Pardy notes that as political tools, Critical Theory and its socialist variations are brilliant. “Any challenge to their legitimacy can be interpreted as a demonstration of their thesis: the assertion of reason, logic and evidence to justify oppression is a manifestation of privilege and power.” Therefore, any challenge to their claims of injustice risks the stigma of being an oppressor. If you deny that you are a witch, then you are a witch. And if you do not deny it, then you are a witch for sure.

Socialist Critical Theory tactics attempt to conquer and exploit civilizations by targeting and harnessing human weaknesses: fear, guilt and resentment, then inflaming those emotions to pit the society’s people against themselves.

Cloaked in educational garb, young people are being insidiously indoctrinated to carry the guilt and resentment of living in a society that they are taught is fundamentally unjust.
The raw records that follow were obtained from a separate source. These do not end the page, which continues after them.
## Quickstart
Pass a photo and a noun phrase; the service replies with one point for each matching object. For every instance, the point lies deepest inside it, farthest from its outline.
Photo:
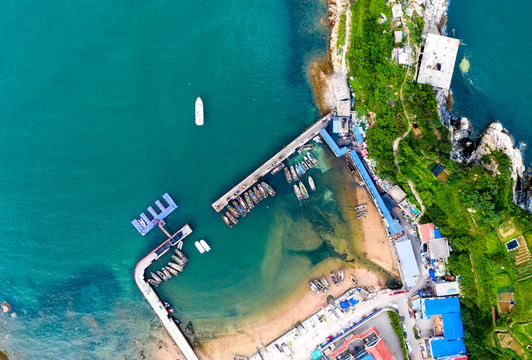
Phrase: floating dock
(157, 218)
(269, 165)
(152, 297)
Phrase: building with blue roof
(394, 227)
(447, 325)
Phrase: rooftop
(437, 63)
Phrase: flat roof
(437, 63)
(408, 262)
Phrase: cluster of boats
(173, 268)
(246, 202)
(360, 214)
(322, 285)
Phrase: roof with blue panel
(393, 225)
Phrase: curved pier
(154, 300)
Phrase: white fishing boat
(199, 247)
(199, 111)
(205, 245)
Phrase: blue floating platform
(144, 224)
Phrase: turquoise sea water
(98, 122)
(497, 86)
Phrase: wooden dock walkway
(154, 300)
(269, 165)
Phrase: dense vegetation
(396, 323)
(469, 207)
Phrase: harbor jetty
(271, 164)
(140, 271)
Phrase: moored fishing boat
(262, 191)
(250, 203)
(162, 275)
(312, 158)
(227, 221)
(311, 183)
(268, 188)
(293, 172)
(362, 214)
(233, 210)
(303, 189)
(325, 283)
(360, 207)
(231, 217)
(277, 168)
(287, 175)
(334, 278)
(253, 196)
(313, 287)
(257, 193)
(155, 277)
(298, 192)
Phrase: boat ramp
(271, 164)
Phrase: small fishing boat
(334, 278)
(362, 214)
(313, 287)
(172, 270)
(231, 217)
(162, 275)
(287, 175)
(319, 285)
(190, 329)
(250, 203)
(360, 207)
(181, 255)
(232, 210)
(227, 221)
(303, 189)
(294, 173)
(277, 168)
(353, 279)
(268, 188)
(325, 283)
(177, 260)
(199, 111)
(298, 192)
(155, 277)
(253, 196)
(257, 193)
(311, 183)
(166, 272)
(312, 158)
(205, 245)
(262, 191)
(199, 247)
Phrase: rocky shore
(466, 148)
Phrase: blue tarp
(344, 304)
(358, 133)
(317, 354)
(334, 147)
(442, 348)
(393, 225)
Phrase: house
(437, 62)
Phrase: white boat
(199, 247)
(311, 183)
(205, 245)
(199, 111)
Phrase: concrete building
(437, 62)
(408, 262)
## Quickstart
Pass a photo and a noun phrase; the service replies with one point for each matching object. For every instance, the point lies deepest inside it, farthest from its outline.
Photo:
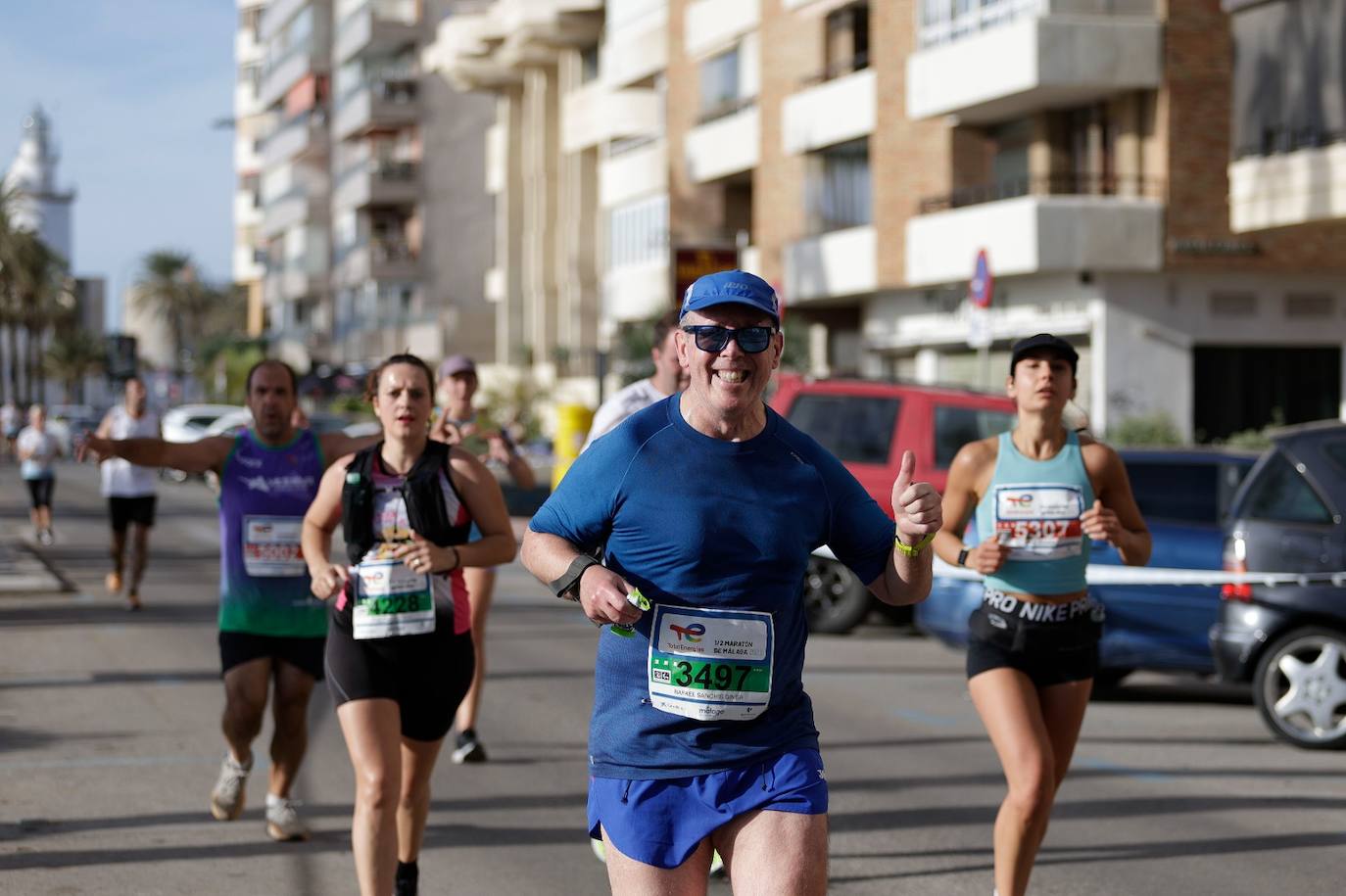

That same toxic ideology of foreboding crisis, visceral self-loathing, and identity warfare has marched unimpeded through universities, influencing disparate social disciplines; has infiltrated professional schools such as teachers’ colleges and law schools; and is rapidly advancing inside science, technology, engineering and medical faculties.

I’ll add that fear, which abides in cultivated doom, breeds futile despair. Unwarranted guilt undermines confidence needed to inspire and motivate worthwhile achievements. Resentment thrives in the envy of those who demonstrate that successes are accessible to everyone willing to earn them.

Rotten socialist planks will provide no structures capable of supporting great dreams, inspirational innovations, rewarding incentives for achievement, nor real solutions to environmental and societal life quality challenges.

Socialism offers no sturdy platform to build anything back and better on that it first destroys.

Socialism is exploitive, oppressive and evil. It hurts everyone.